A house enters a context
Every building, by asserting itself, changes what surrounds it: the light that reaches the street, the views, the routes, the rhythm of the neighbourhood. That is why our client, in living too, is broader than whoever commissions the work: it is those who will live there, those who will pass by every day, the neighbourhood that receives the project and the generations to come. Designing a house means taking responsibility for all of this.
Starting from context
That is why we read the place before drawing the volumes: the orientation, the relationship with neighbouring buildings, the open spaces, the flows of people. A quality residential project is born from dialogue with the place, and is built on its real characteristics. The same thing that makes an office suited to those who use it makes a house suited to the neighbourhood that hosts it.
The shared spaces that build community
A set of homes becomes a community when it has shared spaces of value. It is the same idea that guides our method in offices, Community Based Design: we draw on the models of urban gathering – the square, the street, the places of encounter – that have always answered the need to be together. In residential they become courtyards, entrance halls, common areas, carefully designed thresholds between private and public: the spaces where neighbourhood relationships are born.

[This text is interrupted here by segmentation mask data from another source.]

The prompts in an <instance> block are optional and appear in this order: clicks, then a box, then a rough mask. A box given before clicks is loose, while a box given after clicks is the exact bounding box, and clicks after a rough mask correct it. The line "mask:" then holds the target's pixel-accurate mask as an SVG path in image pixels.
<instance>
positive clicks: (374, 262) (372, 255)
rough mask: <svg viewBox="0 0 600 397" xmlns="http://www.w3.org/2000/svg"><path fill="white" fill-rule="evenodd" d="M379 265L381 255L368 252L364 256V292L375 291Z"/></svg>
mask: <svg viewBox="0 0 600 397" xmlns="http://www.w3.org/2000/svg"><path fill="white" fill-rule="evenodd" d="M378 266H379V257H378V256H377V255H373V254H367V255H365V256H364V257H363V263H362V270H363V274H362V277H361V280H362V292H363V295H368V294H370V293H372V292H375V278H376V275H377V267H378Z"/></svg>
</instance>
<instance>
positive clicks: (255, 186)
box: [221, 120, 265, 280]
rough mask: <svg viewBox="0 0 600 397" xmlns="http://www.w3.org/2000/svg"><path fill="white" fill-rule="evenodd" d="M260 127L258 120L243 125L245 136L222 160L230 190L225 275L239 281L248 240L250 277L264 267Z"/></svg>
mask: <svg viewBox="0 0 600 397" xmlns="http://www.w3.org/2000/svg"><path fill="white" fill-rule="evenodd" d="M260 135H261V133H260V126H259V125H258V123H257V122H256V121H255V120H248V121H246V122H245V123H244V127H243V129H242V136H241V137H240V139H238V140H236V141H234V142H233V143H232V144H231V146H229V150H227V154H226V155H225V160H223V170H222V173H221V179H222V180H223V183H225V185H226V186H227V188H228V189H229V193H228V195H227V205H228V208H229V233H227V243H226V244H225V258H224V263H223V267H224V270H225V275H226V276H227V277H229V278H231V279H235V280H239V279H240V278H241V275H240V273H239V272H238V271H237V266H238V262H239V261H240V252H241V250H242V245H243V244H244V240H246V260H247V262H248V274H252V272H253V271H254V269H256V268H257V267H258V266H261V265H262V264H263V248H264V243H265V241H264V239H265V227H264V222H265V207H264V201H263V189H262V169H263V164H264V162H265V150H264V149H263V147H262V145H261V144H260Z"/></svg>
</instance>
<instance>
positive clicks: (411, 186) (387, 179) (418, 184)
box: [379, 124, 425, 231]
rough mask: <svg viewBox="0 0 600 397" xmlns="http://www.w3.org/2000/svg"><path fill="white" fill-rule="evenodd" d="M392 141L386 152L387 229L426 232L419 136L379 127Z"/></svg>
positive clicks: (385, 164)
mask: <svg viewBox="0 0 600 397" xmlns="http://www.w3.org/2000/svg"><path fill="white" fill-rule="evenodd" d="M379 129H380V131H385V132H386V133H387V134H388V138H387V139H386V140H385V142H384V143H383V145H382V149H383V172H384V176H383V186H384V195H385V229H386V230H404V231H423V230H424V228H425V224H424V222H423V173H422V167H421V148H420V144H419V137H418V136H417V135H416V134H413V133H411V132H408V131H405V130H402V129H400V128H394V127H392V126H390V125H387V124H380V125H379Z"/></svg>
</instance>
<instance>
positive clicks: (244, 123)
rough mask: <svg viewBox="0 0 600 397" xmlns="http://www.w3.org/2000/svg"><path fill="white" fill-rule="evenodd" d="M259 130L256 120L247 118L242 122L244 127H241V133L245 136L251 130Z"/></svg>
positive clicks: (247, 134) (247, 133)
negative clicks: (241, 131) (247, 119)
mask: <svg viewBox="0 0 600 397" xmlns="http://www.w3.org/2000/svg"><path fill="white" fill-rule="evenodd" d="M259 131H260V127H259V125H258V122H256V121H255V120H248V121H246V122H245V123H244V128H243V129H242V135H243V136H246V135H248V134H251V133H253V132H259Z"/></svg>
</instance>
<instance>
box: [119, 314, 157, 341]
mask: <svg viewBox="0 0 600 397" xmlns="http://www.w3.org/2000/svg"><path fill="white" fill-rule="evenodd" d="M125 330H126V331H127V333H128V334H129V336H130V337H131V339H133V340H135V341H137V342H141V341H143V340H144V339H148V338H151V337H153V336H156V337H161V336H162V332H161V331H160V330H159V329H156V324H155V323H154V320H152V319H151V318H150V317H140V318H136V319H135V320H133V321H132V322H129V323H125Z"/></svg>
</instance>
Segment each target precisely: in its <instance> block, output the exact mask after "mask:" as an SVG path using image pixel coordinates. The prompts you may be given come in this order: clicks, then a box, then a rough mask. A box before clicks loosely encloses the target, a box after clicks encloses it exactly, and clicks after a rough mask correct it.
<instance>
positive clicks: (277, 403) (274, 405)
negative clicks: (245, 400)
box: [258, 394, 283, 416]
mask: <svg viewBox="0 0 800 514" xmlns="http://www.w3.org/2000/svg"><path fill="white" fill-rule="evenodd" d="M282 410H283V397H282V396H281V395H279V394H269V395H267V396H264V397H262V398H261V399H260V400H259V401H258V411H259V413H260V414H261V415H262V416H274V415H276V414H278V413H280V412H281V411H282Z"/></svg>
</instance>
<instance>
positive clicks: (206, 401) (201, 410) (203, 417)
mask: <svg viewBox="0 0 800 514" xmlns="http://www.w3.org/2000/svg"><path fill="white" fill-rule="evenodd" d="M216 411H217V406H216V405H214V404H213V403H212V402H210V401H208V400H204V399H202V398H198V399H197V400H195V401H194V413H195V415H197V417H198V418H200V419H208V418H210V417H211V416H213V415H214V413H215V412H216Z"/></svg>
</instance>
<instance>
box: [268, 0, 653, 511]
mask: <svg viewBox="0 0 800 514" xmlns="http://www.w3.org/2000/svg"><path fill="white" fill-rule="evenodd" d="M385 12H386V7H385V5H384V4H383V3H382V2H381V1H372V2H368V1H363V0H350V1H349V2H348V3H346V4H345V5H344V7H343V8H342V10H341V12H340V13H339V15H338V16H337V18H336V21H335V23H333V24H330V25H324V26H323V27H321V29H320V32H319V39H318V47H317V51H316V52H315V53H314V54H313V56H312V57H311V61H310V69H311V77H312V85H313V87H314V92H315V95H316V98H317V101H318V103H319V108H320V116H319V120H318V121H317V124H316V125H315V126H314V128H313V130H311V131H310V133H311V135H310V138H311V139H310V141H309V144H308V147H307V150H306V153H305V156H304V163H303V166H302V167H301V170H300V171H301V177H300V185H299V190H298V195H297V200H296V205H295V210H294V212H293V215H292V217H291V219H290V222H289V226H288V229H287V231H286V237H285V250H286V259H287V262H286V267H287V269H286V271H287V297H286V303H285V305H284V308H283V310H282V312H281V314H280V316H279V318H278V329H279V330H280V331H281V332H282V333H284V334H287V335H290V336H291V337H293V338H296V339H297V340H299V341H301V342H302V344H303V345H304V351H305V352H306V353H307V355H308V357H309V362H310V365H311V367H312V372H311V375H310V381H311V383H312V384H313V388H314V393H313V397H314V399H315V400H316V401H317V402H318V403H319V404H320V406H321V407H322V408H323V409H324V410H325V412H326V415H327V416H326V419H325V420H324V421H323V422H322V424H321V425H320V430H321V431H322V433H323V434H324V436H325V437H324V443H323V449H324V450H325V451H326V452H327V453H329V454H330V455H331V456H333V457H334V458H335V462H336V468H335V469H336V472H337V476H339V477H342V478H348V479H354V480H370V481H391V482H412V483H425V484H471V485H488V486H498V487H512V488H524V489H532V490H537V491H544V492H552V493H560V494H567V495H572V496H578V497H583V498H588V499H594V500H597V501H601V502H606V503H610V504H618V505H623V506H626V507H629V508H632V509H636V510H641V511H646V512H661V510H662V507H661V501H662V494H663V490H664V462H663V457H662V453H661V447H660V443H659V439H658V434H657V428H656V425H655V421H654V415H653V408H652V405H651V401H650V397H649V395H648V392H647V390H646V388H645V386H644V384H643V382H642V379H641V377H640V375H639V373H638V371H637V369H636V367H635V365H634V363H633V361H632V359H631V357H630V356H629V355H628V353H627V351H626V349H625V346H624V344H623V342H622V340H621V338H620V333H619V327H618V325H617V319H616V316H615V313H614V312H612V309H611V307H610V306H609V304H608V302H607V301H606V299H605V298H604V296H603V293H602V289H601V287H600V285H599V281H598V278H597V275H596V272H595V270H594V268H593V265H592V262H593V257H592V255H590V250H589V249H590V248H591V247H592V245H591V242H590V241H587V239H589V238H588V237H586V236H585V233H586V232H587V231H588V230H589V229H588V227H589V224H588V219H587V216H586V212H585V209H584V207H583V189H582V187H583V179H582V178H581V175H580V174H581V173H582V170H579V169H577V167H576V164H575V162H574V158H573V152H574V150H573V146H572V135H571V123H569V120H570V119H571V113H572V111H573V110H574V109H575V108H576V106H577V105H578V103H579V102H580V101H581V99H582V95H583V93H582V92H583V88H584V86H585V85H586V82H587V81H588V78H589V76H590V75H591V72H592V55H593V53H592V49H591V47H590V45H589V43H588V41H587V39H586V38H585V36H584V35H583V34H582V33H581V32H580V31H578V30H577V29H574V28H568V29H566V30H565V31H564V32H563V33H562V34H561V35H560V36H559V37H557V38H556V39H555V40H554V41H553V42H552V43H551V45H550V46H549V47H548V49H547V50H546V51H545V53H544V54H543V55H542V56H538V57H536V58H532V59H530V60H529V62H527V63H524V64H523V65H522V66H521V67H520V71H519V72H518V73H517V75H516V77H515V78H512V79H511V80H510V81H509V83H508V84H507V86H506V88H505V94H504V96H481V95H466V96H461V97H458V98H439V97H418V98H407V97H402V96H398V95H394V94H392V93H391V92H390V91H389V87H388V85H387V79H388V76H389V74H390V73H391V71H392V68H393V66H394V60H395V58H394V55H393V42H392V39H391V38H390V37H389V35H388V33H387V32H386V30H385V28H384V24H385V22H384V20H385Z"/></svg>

Giving back more than you take
Every project takes something from the place it enters: land, view, quiet. Our duty is to give back more – a street front that improves the neighbourhood, accessible greenery, spaces the community can enjoy. It is the principle we call generating more value than is taken away, applied to living.
Quality that stays in the neighbourhood
A well-designed house also benefits those who do not live in it: it raises the quality of the street, lasts over time, ages with dignity. It is an investment that goes beyond the individual home and stays in the neighbourhood for decades. This is the meaning of our Ethical Operations: building residential by turning the place into an ecosystem, with the quality of living at the centre.
In one line
Designing residential means starting from the neighbourhood before the house, caring for the shared spaces that build community and giving back to the place more than is taken from it. It is living conceived as part of an ecosystem. This is what we mean when we say your space our project.